L’Andersen che incontriamo qui – ad opera di un autore plurale – non è però quello che conosciamo, l’autore di favole, ma uno spiantato drammaturgo dalle ambizioni grandi e dai riconoscimenti, anche economici, nulli. Spilungone sgraziato dal grande naso, come pare fosse in realtà, ama le donne ma solo dal punto di vista estetico – e infatti frequenta la prostituta solo per ritagliarne silhouette nella carta – e preferisce, sia pure platonicamente gli uomini: il suo cuore non batte per la figlia di un suo influente protettore, come le biografie testimoniano, ma del figlio… E nel suo recente viaggio in Italia – Andersen è stato un grande estimatore della novità rappresentata dal treno, come ricordato dalla Storia dei viaggi in ferrovia di Schivelbusch (Einaudi 2003) – il suo sguardo “indugia(va) sui giovani, dorati pescatori napoletani”. Cionondimeno si batte, goffamente ma generosamente, per far emergere la verità sul delitto di cui è accusato, non solo per non finire sul patibolo ma anche per affetto e compassione nei confronti della sorella della prostituta e della figliolina di quella. È per confortare la bambina che inventa la sua prima fiaba, imboccando così la strada che lo renderà immortale. Ma intanto è in luoghi squallidi e bui che deve aggirarsi, e maleodoranti soprattutto: non sono profumi come nel romanzo di Süskind a insinuarsi si può dire in ogni pagina, ma puzze terribili, dal miasma che si leva dallo stagno in cui si raccolgono gli escrementi umani della città al fetore che lampade alimentate da olio di balena diffondono a teatro.
Fra scene granguignolesche e gesti truculenti ed efferati – sempre raccontati con l’aria di chi sa bene di attingere a un filone dell’orrore collaudato e di sicuro effetto – Andersen arriva alla conclusione che il male nasce dalla contrapposizione fra la logica e la fantasia “e che lui stesso è stato prescelto dal destino, prescelto come condottiero dei sogni (…) e di tutti coloro che vogliono essere qualcosa di diverso da ciò che altri intendono costringerli a diventare”.
Come il Brutto anatroccolo, verrebbe da pensare.

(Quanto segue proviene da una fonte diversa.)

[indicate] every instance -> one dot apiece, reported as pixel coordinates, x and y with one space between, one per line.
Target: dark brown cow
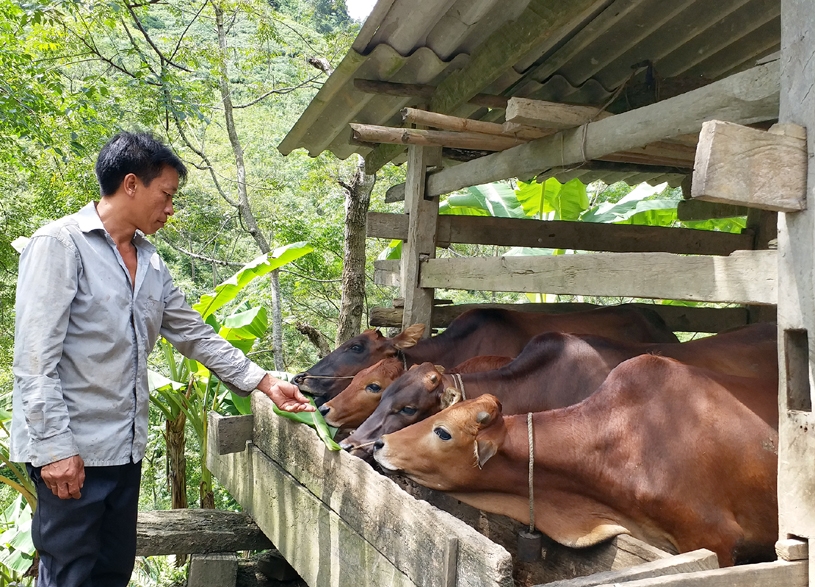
557 370
663 451
359 400
482 331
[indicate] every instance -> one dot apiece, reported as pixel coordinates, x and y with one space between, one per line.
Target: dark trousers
90 541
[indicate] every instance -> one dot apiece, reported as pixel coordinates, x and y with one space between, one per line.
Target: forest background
222 81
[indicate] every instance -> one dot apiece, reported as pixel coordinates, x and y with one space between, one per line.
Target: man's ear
409 336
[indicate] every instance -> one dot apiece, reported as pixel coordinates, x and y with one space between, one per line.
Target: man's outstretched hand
285 395
65 478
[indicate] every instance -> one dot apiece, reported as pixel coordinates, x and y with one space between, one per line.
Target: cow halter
460 384
531 439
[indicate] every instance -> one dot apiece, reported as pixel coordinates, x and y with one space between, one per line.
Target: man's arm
46 287
186 331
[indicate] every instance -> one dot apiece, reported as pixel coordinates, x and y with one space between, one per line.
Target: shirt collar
88 220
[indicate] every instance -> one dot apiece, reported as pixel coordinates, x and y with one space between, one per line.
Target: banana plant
190 390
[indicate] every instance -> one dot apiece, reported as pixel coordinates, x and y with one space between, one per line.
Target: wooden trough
339 522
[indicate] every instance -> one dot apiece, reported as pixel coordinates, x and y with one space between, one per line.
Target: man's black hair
138 153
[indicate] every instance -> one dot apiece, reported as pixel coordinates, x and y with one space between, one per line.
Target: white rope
531 439
460 384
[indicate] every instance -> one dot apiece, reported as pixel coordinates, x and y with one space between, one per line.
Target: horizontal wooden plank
745 277
791 550
747 97
698 560
317 543
408 532
551 115
197 531
678 318
758 575
701 210
559 562
231 434
744 166
585 236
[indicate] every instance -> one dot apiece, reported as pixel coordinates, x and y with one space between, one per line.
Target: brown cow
557 370
663 451
482 331
359 400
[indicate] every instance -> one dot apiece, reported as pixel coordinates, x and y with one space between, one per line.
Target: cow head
359 400
412 397
448 450
331 374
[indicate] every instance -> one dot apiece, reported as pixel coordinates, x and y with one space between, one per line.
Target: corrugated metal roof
583 62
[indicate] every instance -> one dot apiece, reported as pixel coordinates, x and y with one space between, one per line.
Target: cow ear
449 397
409 336
485 449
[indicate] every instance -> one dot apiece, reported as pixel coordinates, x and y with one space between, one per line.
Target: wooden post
421 239
796 307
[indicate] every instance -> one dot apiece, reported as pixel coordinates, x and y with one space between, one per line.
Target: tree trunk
176 461
357 201
177 467
277 322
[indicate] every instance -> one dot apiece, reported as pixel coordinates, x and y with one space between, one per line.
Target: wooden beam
421 239
194 531
551 115
746 97
678 318
792 550
689 562
359 529
423 91
796 308
745 277
370 133
541 19
458 124
560 234
700 210
758 575
748 167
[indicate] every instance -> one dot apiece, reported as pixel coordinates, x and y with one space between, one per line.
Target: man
93 297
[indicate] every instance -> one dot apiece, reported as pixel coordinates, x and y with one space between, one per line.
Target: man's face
153 204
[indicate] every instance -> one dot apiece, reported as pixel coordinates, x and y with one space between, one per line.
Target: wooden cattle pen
718 97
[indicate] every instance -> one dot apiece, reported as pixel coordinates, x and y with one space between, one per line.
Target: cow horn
450 396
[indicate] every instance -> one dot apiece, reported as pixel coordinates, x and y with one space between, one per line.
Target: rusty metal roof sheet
584 62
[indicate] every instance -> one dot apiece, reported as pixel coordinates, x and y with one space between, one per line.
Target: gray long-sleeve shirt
82 337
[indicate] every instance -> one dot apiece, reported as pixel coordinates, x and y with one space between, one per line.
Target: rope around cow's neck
329 377
531 439
460 384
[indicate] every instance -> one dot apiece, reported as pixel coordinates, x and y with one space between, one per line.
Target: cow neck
435 349
562 438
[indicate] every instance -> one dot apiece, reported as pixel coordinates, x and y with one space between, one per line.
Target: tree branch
276 91
317 338
196 255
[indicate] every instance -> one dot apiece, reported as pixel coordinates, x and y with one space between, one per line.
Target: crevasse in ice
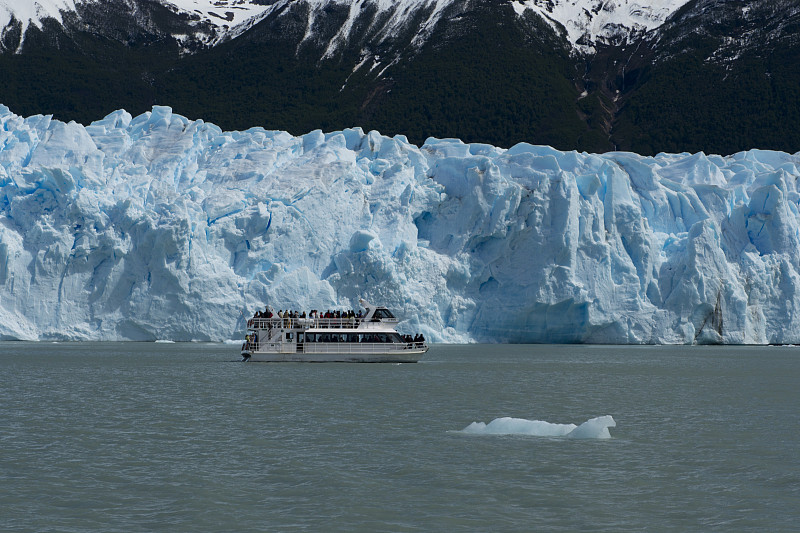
160 227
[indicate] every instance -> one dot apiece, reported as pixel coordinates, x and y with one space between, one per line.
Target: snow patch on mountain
159 227
226 14
29 12
591 21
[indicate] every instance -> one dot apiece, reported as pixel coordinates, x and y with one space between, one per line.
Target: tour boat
369 338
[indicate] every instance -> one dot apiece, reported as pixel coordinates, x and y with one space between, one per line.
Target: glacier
160 227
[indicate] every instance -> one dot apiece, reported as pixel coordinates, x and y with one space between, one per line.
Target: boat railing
302 323
331 347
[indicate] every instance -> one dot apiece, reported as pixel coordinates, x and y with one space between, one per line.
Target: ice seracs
160 227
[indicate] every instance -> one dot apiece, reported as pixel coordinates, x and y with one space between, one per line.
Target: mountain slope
590 75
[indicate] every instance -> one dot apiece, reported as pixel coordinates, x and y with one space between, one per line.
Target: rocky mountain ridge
646 76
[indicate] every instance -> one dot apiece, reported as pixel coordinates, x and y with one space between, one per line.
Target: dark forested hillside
717 77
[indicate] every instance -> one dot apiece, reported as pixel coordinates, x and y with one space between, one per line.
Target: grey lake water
183 437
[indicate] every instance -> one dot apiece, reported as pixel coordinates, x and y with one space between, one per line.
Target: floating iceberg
159 227
595 428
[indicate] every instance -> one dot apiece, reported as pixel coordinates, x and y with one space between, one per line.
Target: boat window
383 313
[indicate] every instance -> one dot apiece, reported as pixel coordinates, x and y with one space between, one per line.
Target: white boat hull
393 357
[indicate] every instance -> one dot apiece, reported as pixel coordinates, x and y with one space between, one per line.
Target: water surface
183 437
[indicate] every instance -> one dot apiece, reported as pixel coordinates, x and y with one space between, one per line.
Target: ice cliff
159 227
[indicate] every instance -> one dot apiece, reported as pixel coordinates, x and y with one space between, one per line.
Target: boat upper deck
323 323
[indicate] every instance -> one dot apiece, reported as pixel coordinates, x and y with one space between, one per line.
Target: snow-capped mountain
645 76
159 227
588 22
585 21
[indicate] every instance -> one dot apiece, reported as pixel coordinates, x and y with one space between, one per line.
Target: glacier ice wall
159 227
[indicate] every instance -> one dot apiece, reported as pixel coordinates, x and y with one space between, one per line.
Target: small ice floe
595 428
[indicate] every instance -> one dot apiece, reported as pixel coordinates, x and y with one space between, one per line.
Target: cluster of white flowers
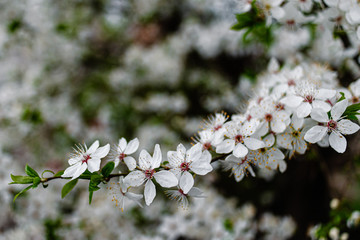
293 106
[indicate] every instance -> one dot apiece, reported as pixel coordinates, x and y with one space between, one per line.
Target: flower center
295 133
185 166
268 117
309 99
239 138
280 106
86 158
206 146
291 82
331 125
355 99
149 173
217 127
122 156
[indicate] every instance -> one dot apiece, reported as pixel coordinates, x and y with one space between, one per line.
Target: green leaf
107 169
90 196
68 187
59 173
21 179
21 192
30 172
36 182
342 97
45 171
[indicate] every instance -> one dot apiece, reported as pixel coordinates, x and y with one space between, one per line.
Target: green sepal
45 171
68 187
107 169
21 179
21 192
59 173
30 172
36 182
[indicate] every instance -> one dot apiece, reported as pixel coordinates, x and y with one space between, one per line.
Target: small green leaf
59 173
21 192
68 187
342 97
45 171
107 169
90 196
21 179
36 182
30 172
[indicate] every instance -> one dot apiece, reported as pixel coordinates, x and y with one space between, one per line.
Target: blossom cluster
292 107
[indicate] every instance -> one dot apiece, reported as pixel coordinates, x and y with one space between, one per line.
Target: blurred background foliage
76 71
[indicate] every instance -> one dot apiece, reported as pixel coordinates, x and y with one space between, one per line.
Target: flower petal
303 110
166 178
253 143
338 109
122 144
337 142
132 146
101 151
226 146
157 157
346 127
135 178
149 192
186 182
315 134
94 164
144 160
93 147
130 163
319 115
240 150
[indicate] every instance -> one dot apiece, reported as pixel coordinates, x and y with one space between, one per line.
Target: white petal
181 150
94 164
130 163
135 178
149 192
93 147
284 140
186 182
80 170
337 142
166 178
325 94
226 146
240 150
297 123
196 192
319 115
303 110
69 172
253 143
122 144
201 167
315 134
321 104
292 101
346 127
132 146
194 152
144 160
338 109
157 157
277 126
135 197
101 151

E difatti, alla fine, si trasformerà anche lui, l’infelice morto di fame, nell’autore di fiabe forte del convincimento che “il racconto trova sempre una via” e c’è “un modo di raccontare la storia che il re non può vietare” e che i bambini sanno capire e gli adulti no, perché “prima siamo bambini. Anime capaci di percepire, di comprendere e di credere, e poi, ecco che succede: ogni singolo anno successivo all’infanzia è come una pietra di una fortezza che cresce via via fino a diventare inespugnabile” e “i giorni grigi e gli innamoramenti tristi sono la malta che lega insieme i mattoni chiudendo fuori la bellezza del mondo”.